J.K. Rowling n'est pas ignorante de la culture gréco-latine, elle la connaît finement, par leurs simples prénoms, Xenophilius et Remus peuvent en témoigner. Avec Albus Dumbledore, elle a campé un personnage qui, à bien des égards, est proche de ces stoïciens que furent Marc-Aurèle, Epictète ou Sénèque.

On a communément le sentiment erroné que la pensée stoïcienne rime avec privation volontaire des biens et des plaisirs matériels, il n'en n'est rien. Marc-Aurèle fut empereur, il ne vivait pas de mendicité ; Sénèque était un richissime conseiller politique ; l'ancien esclave Epictète devint un célèbre professeur de philosophie et fonda une école. Comme lui, Dumbledore porte une longue barbe mais la comparaison ne s'arrête pas là. À son image, Albus n'accepta aucune autre fonction que celles qu'il trouva au Collège de Poudlard. À l'instar de Sénèque qui a suivi de près l'éducation du jeune Néron, Dumbledore a installé Tom Jedusor dans les murs de Poudlard et a gardé un œil sur lui. Ils ne sont pas responsables de ce que ces deux-là sont ultérieurement devenus, chacun possède son libre-arbitre.

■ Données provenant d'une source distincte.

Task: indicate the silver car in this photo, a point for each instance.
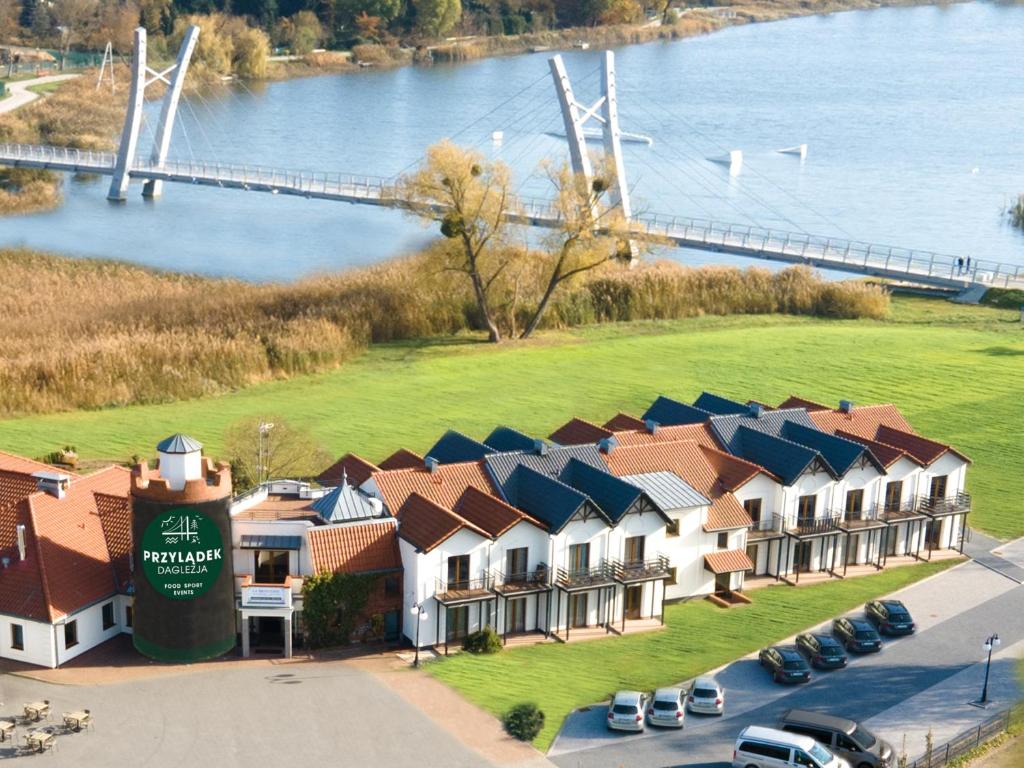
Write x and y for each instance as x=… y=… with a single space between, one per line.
x=626 y=711
x=706 y=696
x=668 y=708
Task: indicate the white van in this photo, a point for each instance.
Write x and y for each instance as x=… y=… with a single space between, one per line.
x=768 y=748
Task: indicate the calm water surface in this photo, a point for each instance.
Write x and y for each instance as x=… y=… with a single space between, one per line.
x=912 y=117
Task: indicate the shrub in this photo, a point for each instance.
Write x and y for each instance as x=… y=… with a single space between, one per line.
x=483 y=641
x=523 y=722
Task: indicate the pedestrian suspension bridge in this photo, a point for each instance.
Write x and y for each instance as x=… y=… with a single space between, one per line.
x=846 y=255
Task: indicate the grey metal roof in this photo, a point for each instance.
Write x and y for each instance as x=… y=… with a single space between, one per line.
x=346 y=503
x=270 y=542
x=668 y=489
x=178 y=443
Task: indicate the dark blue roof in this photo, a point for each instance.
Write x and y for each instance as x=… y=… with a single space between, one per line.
x=841 y=454
x=506 y=438
x=780 y=457
x=455 y=446
x=668 y=412
x=613 y=496
x=546 y=499
x=719 y=406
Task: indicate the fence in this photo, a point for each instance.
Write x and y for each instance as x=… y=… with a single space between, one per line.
x=963 y=743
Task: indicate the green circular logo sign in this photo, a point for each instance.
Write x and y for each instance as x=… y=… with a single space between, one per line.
x=182 y=553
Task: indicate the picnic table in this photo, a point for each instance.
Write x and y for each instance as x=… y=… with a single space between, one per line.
x=78 y=720
x=40 y=740
x=37 y=710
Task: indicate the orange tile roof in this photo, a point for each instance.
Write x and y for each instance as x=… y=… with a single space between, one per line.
x=365 y=548
x=688 y=460
x=443 y=486
x=579 y=432
x=728 y=561
x=355 y=468
x=426 y=524
x=621 y=422
x=401 y=459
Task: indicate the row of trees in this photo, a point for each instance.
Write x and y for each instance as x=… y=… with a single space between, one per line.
x=472 y=200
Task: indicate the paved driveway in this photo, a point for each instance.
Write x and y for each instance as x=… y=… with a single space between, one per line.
x=914 y=683
x=315 y=714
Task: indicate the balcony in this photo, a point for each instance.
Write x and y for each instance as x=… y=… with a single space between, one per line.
x=583 y=579
x=958 y=504
x=801 y=527
x=640 y=570
x=466 y=590
x=515 y=584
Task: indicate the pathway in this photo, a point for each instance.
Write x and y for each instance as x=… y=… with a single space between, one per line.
x=19 y=95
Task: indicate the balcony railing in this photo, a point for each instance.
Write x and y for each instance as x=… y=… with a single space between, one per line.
x=463 y=589
x=800 y=525
x=952 y=505
x=584 y=578
x=641 y=570
x=528 y=581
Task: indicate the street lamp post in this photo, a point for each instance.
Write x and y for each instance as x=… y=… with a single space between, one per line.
x=991 y=643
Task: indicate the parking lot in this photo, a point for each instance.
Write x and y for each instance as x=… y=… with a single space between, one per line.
x=915 y=683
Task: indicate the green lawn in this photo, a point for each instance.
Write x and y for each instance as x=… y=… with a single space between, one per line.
x=957 y=373
x=697 y=637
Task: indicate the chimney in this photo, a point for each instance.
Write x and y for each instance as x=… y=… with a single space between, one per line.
x=54 y=483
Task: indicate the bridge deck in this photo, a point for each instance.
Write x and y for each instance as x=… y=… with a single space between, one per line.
x=843 y=255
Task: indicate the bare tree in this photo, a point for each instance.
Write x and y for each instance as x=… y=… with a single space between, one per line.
x=470 y=198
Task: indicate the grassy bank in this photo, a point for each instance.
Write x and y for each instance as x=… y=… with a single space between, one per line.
x=697 y=637
x=953 y=370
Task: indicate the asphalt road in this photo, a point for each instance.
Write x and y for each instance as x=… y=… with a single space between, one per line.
x=923 y=681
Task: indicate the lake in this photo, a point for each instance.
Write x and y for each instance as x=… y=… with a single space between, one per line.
x=912 y=119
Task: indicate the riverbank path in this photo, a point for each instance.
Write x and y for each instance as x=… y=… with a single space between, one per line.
x=19 y=93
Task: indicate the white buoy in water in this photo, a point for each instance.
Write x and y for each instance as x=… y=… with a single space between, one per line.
x=800 y=150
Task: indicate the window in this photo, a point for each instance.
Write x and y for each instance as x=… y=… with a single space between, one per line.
x=71 y=634
x=634 y=549
x=579 y=557
x=271 y=565
x=894 y=495
x=753 y=507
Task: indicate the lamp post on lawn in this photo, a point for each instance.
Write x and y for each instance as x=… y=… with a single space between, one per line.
x=991 y=643
x=421 y=615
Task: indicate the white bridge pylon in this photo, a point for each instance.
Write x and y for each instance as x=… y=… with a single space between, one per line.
x=141 y=78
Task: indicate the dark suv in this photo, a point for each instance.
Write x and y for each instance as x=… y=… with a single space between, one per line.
x=849 y=739
x=785 y=664
x=857 y=635
x=891 y=616
x=823 y=651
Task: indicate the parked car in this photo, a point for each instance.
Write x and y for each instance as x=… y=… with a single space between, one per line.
x=626 y=711
x=667 y=707
x=848 y=738
x=785 y=664
x=767 y=748
x=857 y=635
x=891 y=616
x=823 y=651
x=706 y=696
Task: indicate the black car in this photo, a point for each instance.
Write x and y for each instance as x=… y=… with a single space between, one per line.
x=823 y=651
x=891 y=616
x=785 y=664
x=857 y=635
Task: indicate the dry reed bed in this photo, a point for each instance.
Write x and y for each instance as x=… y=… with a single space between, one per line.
x=83 y=334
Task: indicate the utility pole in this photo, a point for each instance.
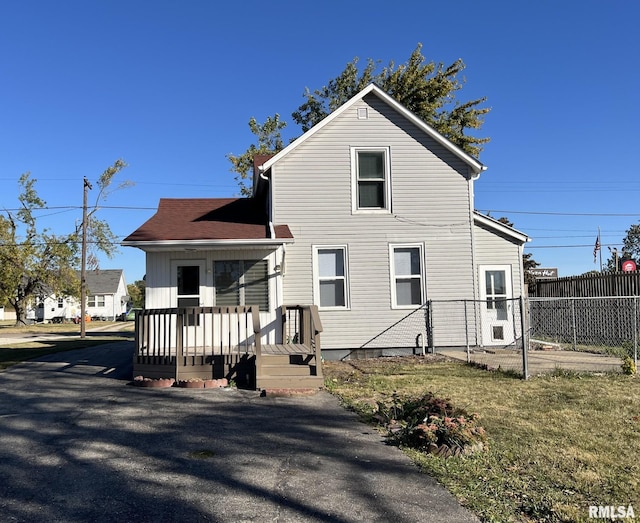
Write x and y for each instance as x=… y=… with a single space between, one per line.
x=83 y=269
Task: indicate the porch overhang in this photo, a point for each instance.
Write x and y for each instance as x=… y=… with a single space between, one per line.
x=207 y=245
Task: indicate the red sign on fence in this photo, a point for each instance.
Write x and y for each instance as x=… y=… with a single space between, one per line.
x=628 y=266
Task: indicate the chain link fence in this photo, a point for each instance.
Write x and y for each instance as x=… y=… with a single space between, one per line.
x=600 y=325
x=568 y=334
x=487 y=333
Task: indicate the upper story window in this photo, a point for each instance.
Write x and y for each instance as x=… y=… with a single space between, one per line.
x=242 y=282
x=371 y=179
x=407 y=281
x=331 y=286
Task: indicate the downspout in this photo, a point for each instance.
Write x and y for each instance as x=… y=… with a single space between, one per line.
x=272 y=230
x=474 y=269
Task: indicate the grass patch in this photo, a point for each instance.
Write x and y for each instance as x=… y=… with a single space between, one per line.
x=557 y=444
x=14 y=354
x=9 y=327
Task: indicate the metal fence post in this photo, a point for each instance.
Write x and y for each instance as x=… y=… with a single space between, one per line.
x=525 y=338
x=635 y=331
x=573 y=325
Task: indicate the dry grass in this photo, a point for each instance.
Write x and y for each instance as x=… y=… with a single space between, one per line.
x=557 y=444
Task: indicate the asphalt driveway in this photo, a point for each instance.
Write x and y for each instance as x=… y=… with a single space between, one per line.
x=78 y=443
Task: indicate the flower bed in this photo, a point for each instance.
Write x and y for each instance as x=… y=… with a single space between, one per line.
x=432 y=425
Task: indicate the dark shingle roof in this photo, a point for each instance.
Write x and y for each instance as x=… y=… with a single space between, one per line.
x=206 y=219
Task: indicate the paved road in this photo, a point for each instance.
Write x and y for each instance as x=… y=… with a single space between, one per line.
x=78 y=443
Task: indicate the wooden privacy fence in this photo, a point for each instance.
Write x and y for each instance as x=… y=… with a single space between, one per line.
x=588 y=285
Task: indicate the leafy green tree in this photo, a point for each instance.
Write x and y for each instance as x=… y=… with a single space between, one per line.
x=630 y=250
x=137 y=292
x=34 y=261
x=425 y=88
x=269 y=142
x=100 y=238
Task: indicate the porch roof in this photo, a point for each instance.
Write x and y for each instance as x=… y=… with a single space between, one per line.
x=206 y=222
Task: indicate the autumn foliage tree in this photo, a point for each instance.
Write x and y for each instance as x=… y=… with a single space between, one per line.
x=35 y=261
x=426 y=88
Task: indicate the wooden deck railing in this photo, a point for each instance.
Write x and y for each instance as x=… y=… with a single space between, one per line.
x=197 y=331
x=186 y=342
x=301 y=324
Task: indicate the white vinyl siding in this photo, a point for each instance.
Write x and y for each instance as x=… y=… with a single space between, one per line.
x=371 y=179
x=407 y=276
x=331 y=289
x=313 y=194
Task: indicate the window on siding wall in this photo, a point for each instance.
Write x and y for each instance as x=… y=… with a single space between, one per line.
x=95 y=301
x=188 y=278
x=242 y=282
x=372 y=185
x=331 y=285
x=406 y=275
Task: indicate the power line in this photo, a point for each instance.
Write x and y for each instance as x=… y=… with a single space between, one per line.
x=545 y=213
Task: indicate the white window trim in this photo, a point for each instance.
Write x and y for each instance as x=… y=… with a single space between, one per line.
x=354 y=180
x=392 y=274
x=316 y=277
x=242 y=289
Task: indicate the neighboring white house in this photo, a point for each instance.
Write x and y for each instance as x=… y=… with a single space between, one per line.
x=367 y=215
x=107 y=299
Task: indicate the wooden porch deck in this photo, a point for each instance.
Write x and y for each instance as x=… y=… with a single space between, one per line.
x=164 y=350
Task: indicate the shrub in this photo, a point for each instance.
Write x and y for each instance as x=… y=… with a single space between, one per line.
x=431 y=424
x=628 y=366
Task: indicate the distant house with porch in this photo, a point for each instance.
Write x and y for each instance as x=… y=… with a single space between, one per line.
x=364 y=218
x=107 y=299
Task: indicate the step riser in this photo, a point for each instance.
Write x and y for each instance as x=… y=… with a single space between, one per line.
x=287 y=370
x=311 y=382
x=287 y=359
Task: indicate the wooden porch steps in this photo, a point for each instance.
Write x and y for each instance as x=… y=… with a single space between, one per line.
x=295 y=370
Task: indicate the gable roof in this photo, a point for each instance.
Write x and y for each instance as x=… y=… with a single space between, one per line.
x=475 y=165
x=497 y=226
x=103 y=281
x=192 y=222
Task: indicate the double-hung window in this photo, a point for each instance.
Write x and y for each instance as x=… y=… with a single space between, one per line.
x=331 y=288
x=95 y=301
x=242 y=282
x=370 y=168
x=407 y=285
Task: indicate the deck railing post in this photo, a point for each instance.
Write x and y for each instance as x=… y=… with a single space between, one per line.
x=179 y=336
x=316 y=327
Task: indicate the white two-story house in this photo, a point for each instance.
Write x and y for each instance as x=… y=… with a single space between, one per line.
x=368 y=215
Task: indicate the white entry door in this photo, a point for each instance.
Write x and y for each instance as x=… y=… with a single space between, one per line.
x=497 y=307
x=188 y=290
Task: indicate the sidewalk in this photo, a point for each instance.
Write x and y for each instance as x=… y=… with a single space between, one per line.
x=78 y=443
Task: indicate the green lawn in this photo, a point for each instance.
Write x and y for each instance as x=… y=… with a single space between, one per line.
x=557 y=444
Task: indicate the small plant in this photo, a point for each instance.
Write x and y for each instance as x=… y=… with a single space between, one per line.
x=629 y=366
x=431 y=424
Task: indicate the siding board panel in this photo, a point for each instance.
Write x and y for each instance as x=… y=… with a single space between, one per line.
x=312 y=189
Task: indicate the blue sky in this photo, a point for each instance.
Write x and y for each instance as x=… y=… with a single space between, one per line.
x=169 y=87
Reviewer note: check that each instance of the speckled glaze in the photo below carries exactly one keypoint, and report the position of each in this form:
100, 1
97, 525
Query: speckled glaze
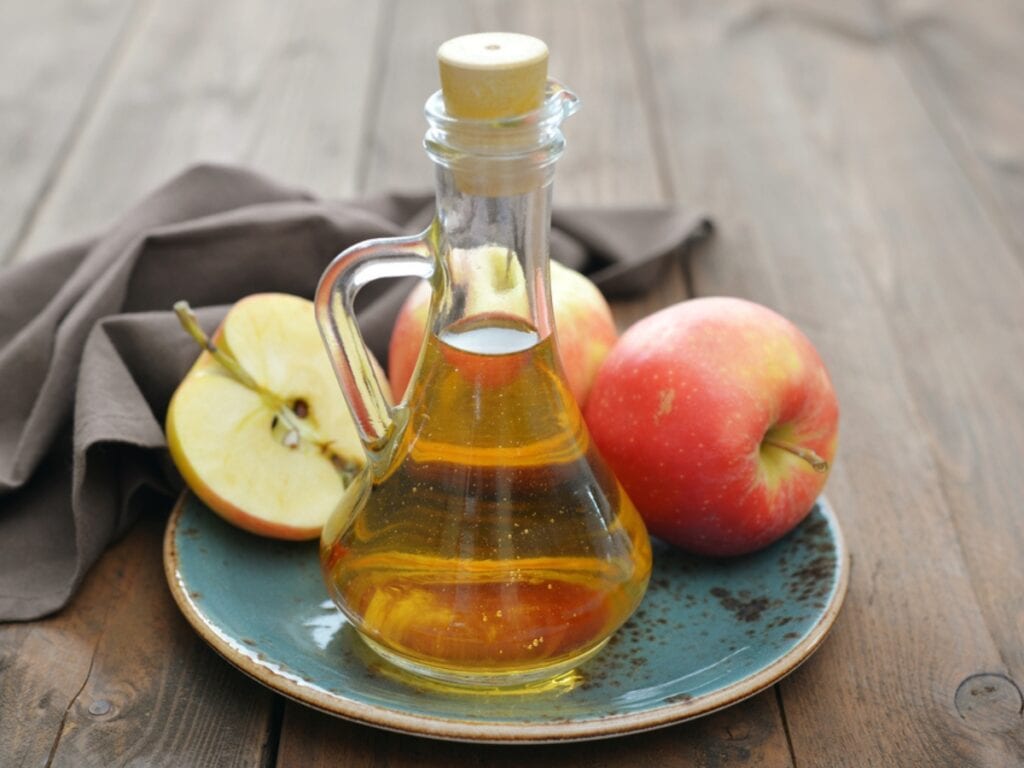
709, 633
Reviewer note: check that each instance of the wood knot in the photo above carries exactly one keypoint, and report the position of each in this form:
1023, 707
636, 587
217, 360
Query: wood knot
990, 702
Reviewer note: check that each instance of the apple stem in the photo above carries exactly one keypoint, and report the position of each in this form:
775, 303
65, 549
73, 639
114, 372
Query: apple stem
297, 430
816, 462
188, 322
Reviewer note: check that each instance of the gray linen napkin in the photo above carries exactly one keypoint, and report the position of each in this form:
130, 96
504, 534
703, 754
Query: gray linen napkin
90, 351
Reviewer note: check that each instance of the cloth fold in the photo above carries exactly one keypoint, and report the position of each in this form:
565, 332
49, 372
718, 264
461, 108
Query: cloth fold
90, 351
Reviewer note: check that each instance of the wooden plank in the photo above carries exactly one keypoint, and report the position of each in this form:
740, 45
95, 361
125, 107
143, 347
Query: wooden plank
840, 206
965, 61
44, 665
153, 693
611, 160
56, 54
279, 87
315, 740
118, 674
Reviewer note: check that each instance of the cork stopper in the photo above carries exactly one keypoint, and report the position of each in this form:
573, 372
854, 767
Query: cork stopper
493, 75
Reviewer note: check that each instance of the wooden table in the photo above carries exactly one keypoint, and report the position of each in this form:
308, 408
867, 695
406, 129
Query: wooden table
864, 163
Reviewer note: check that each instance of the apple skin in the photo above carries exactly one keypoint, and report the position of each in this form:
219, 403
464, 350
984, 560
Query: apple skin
682, 406
585, 326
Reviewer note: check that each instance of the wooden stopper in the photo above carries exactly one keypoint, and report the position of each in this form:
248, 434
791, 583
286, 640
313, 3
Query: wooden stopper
493, 75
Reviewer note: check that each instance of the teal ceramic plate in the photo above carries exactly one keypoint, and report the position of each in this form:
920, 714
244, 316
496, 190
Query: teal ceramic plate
709, 634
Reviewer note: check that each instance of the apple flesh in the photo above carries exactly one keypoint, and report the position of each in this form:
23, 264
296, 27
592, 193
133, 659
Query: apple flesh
720, 420
258, 428
583, 320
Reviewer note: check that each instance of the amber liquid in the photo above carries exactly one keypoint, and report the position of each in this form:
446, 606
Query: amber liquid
500, 546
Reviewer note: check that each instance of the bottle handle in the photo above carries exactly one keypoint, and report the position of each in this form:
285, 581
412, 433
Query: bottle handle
352, 268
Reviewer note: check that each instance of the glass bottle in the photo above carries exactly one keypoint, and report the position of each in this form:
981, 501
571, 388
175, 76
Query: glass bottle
486, 543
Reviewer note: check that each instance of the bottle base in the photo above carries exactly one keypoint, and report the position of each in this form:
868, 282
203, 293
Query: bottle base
460, 678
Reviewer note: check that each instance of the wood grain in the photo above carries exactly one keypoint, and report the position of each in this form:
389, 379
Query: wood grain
155, 693
54, 65
278, 87
966, 64
747, 735
825, 215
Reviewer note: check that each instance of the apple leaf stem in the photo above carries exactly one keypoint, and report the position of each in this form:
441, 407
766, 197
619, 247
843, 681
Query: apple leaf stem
295, 430
294, 433
188, 322
817, 463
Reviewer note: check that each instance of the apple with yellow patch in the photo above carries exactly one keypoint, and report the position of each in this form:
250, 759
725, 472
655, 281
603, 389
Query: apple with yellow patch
494, 283
720, 420
258, 427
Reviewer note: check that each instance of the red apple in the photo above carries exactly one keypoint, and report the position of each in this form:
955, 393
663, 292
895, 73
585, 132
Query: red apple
585, 326
719, 419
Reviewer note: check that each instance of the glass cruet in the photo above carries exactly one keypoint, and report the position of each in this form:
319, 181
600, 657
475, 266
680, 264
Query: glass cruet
486, 543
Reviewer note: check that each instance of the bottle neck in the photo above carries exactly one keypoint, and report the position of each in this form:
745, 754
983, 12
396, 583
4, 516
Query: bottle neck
494, 212
494, 254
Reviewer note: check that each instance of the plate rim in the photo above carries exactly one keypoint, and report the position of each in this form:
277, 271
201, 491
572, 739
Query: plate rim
507, 732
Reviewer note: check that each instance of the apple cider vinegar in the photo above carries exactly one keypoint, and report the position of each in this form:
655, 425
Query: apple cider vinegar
485, 544
500, 546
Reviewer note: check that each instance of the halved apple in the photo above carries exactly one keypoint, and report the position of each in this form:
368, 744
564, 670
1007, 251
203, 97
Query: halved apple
258, 427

Vouloir sa vie et savoir mourir

Dans ces temps où exils, emprisonnements et morts violentes sont monnaie courante, il faut réussir à vivre et à agir avant de mourir. La ligne de conduite des stoïciens consiste à affronter les épreuves de la vie le plus joyeusement possible, nous entrons dans le territoire spécifique de ce qui dépend de nous.  La vie conduit inexorablement à la mort alors, ne la passons pas à courir après des chimères, épargnons-nous des déceptions inutiles. La seule bataille que nous sommes susceptibles de gagner, si nous nous en donnons les moyens, c'est notre liberté intérieure. Vouloir sa vie et savoir mourir, la boucle est bouclée.
Pour autant, comme l'écrit Marc-Aurèle dans les Pensées, "l'Art de vivre tient plus de la lutte que de la danse". Petit clin d'œil malicieux de Dumbledore à son aîné : il aime danser et ne s'en prive pas. Toutefois, il ne craint pas de s'engager dans la lutte, l'Ordre du Phénix et ses membres sont là pour le prouver.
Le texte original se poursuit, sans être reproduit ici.